Populism is Good for Emerging Brands
In a recent article from TechCrunch, author Ryan Caldbeck noted that in three categories, Food & Beverage, Health & Beauty and Quick Serve Restaurants, large brands are losing significant market share to emerging brands. Caldbeck notes that consumers, now more than ever, seek out and research brands that meet individual needs. Helping drive this trend, he says, is that competitive barriers to communication and distribution have decreased allowing emerging brands reach those consumers with scale.
While the subject of the Caldbeck article focused on large companies and their shift from innovation to M&A to drive growth, my take-away was that for small brands and start-ups, this is an exciting time.

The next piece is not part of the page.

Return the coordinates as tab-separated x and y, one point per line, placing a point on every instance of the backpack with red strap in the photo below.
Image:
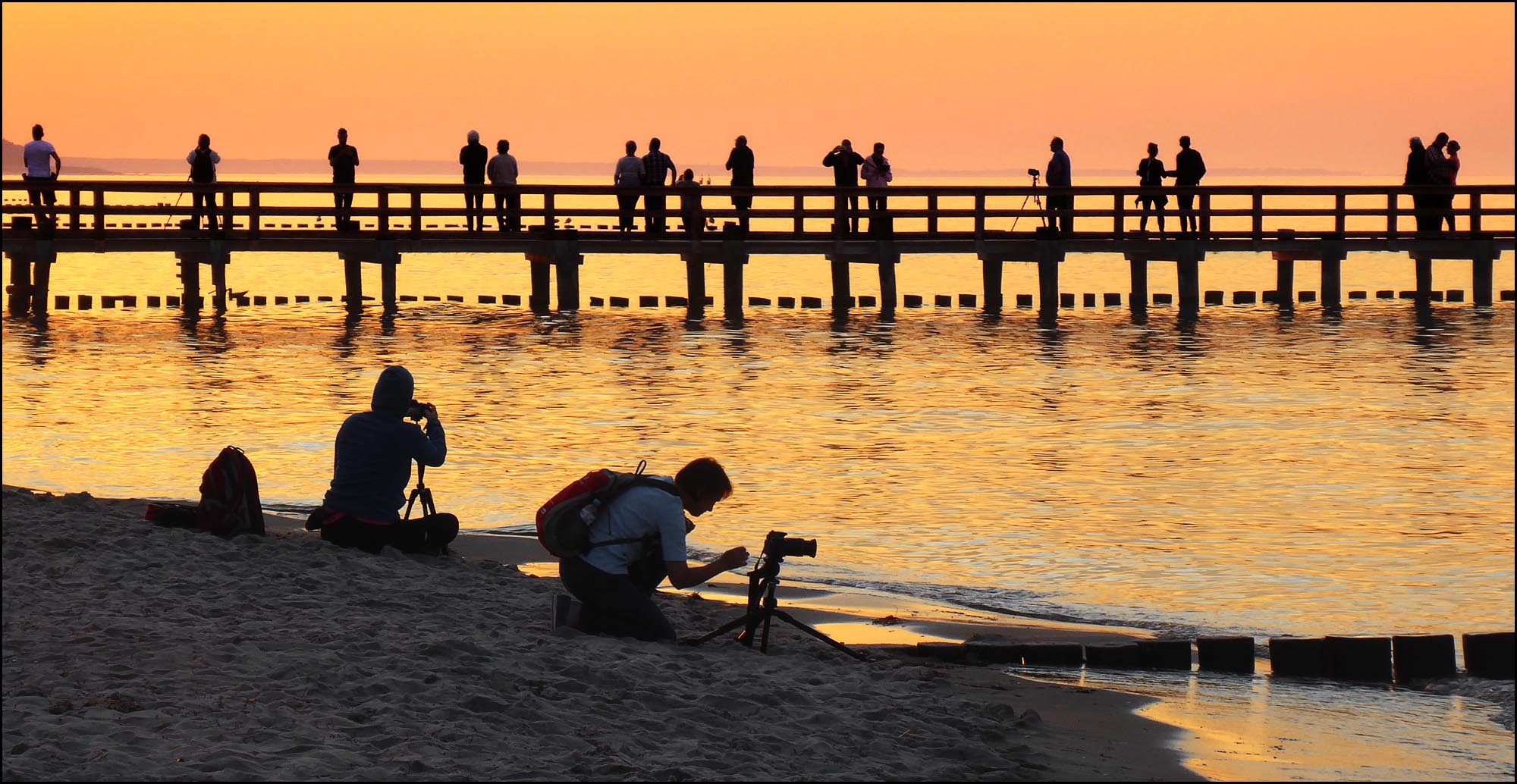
230	504
564	524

Not only have consumer adoption habits changed in their favor, but the resurgence of the “big is bad” populist movement gives them a positive cultural moment. Taking advantage of this moment is the challenge.
Specifically, balancing budgets while accelerating growth continues to be a struggle for the new brand.
There is another populist-type movement that could help emerging brands however. That movement is the growth of the freelance sector. In the latest official survey conducted by Edelman Berland on behalf of the Freelancers Union, more than 53 million Americans are doing some sort of freelance work. Up from only 10.3 million in 2005, this represents an increase of over 400%.
A work category that used to be dominated by creative services – graphic artists, copywriters, make-up artists, etc. – now offers skills across almost every kind of work, skill and experience level a company might need. Freelancers could be the answer for emerging brands to acquire the skills they need to drive growth; when, how and for a cost that works.